S.W. Wang1 , S. Isukapalli1 , A. Sasso1 ,Y.C. Yang1 , V. Zartarian2, J. Xue2, H. Ozkaynak2, and P.G. Georgopoulos1

1Environmental and Occupational Health Sciences Institute, UMDNJ - R.W. Johnson Medical School and Rutgers University, Piscataway, NJ; 2National Exposure Research Laboratory (NERL), USEPA, Research Triangle Park, NC

A modular application of MENTOR [Modeling ENvironment for TOtal Risk studies] is presented comparing the contributions of different routes to individual and population exposures to mixtures of heavy metals such as arsenic, lead, and mercury. This study employs a probabilistic source-to-dose modeling framework of the MENTOR/SHEDS-4M system [a MENTOR implementation that uses the Stochastic Human Exposure and Dose Simulation (SHEDS) approach for Multiple co-occurring contaminants and Multimedia, Multipathway, Multiroute exposures (4M)]. The MENTOR/SHEDS-4M combines microenvironmental and human activities characterization to assess the relative contribution of (1) media (e.g., water, food, dust), (2) pathways (e.g., drinking water, diet, hand-to-mouth) and (3) routes (e.g., oral, inhalation, dermal) to (4) multiple contaminant (e.g. mixtures of heavy metals) exposures for individuals or populations. It addresses aggregate and cumulative exposures to co-occurring pollutants in a consistent manner, and provides the ability to focus on mechanism-relevant time scales and subpopulations of interest. It also proceeds a major step further, to calculate target tissue dose (and corresponding biomarker levels) employing Physiologically Based Pharmacokinetic (PBPK) modeling. This offers the advantage of allowing model evaluation against field measurements.
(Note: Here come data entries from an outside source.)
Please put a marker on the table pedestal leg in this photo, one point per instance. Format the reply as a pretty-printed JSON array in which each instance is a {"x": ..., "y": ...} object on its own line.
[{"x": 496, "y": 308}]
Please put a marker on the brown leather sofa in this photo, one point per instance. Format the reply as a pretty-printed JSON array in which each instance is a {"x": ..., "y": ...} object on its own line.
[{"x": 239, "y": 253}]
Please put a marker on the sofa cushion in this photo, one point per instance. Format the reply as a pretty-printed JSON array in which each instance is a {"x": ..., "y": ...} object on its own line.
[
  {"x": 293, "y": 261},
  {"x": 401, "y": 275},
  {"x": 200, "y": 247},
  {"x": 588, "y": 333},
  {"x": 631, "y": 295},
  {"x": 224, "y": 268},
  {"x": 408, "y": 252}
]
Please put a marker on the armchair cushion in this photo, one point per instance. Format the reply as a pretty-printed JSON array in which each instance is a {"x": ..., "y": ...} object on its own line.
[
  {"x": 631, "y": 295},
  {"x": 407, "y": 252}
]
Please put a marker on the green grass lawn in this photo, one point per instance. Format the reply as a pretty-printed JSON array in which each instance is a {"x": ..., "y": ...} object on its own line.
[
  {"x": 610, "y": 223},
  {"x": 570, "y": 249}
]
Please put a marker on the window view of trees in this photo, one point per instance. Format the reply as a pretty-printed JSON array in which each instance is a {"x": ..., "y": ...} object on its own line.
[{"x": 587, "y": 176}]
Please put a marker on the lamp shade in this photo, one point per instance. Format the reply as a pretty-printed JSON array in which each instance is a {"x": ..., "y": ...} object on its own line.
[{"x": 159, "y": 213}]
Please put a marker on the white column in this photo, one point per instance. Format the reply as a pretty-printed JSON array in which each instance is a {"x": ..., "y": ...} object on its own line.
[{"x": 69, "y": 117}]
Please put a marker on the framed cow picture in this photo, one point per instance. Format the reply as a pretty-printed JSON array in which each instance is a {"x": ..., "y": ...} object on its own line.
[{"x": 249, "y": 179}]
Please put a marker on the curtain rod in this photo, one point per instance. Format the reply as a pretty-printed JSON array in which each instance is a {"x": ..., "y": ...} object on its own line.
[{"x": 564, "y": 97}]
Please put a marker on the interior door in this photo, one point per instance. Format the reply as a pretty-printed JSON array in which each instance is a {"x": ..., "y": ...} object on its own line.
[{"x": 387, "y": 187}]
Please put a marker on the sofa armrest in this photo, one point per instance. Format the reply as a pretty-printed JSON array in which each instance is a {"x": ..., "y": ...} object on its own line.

Case studies testing the MENTOR/SHEDS-4M approach are conducted using available environmental, demographic, human activity, biomarker etc. data for selected populations in the Great Lakes region; data from both the CDC's NHANES-III and the USEPA's NHEXAS (region-V) surveys are used.

This work is funded in part by the US Environmental Protection Agency under Cooperative Agreement #EPAR-827033 to the Environmental and Occupational Health Sciences Institute (EOHSI). The viewpoints expressed here are the responsibility of the authors and do not necessarily reflect the views of the USEPA or its contractors.